Citing internal e-mails, the documents say that Moore fed the team information from the campaign to guide its efforts. On April 28, 2008, court papers show that she forwarded a campaign e-mail about plans for North Carolina to Thompson and White with the subject line, “This is what they will need in NC — Please advise.”

The documents quote White as replying to Moore and Thompson: “These are the cities we can cover in NC: Charlotte, Raleigh, Durham, Greensboro, Fayetteville, Wilmington, Winston-Salem. Let me know what you think ASAP.”

Thompson financed the operation, transferring money to White’s firm, Whytehouse Marketing, through a company run by Washington public relations consultant Jeanne Clarke Harris, the court papers say.

A spokesman for Clinton and an attorney for Clinton’s 2008 campaign did not respond to requests for comment about the off-the-books efforts described in court documents.

But at a Monday news conference announcing Thompson’s plea deal, U.S. Attorney Ronald C. Machen Jr. stressed that there was no evidence that Clinton knew about the illegal operations run on her behalf.

“We don’t have any indication that the candidate [Hillary Clinton] was personally aware of Mr. Thompson’s illicit activities,” he said.

The documents provide insights into little-known aspects of the closely watched 2008 Democratic primaries, including the role played by LULAC.

What appeared to be genuine grass-roots activities by the Latino rights organization are instead portrayed in the court filings as part of an orchestrated campaign by Clinton’s allies, financed by huge sums of undisclosed money.
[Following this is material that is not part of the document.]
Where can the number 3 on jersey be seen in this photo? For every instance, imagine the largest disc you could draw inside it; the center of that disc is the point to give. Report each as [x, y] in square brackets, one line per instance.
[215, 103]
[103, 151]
Thompson, for instance, paid LULAC $50,000 to file a lawsuit in Texas, challenging the state’s process for choosing Democratic presidential delegates, the court papers say.

The documents also say that Thompson arranged for $150,000 to be transferred to LULAC to transport and lodge activists holding a protest in Washington, recording the payment as a charitable donation, according to the court papers.

Later that month, LULAC bused demonstrators from Florida to Washington, where they protested in front of the Democratic National Committee headquarters over the party’s decision not to seat the state’s delegates.

After the event, Vera sent an e-mail to Thompson and Moore with the subject line “Media Coverage Florida Voters,” the court papers say.

“There was a great event today organized by [LULAC] . . . Hundreds came to DC and demonstrated,” he wrote.

At the time, the protest appeared to be an outburst of genuine anger on the part of ordinary Florida Democrats upset that party rules would prevent their votes from counting in the nomination process.

Glenda O’Laughlin, 71, who took part in the demonstration, said participants were given a free bus trip to Washington and a free night’s stay at a hotel in Virginia before they were taken into the city and deposited in front of the DNC.

But, she said, the event seemed pointless.

“I said, ‘What am I supposed to do? Carry a sign?’ I felt pretty stupid,” she said. “I thought it was such a waste, so disorganized, so asinine.”

“It makes more sense now,” O’Laughlin added.

Alice Crites, Tom Hamburger and Ann E. Marimow contributed to this report.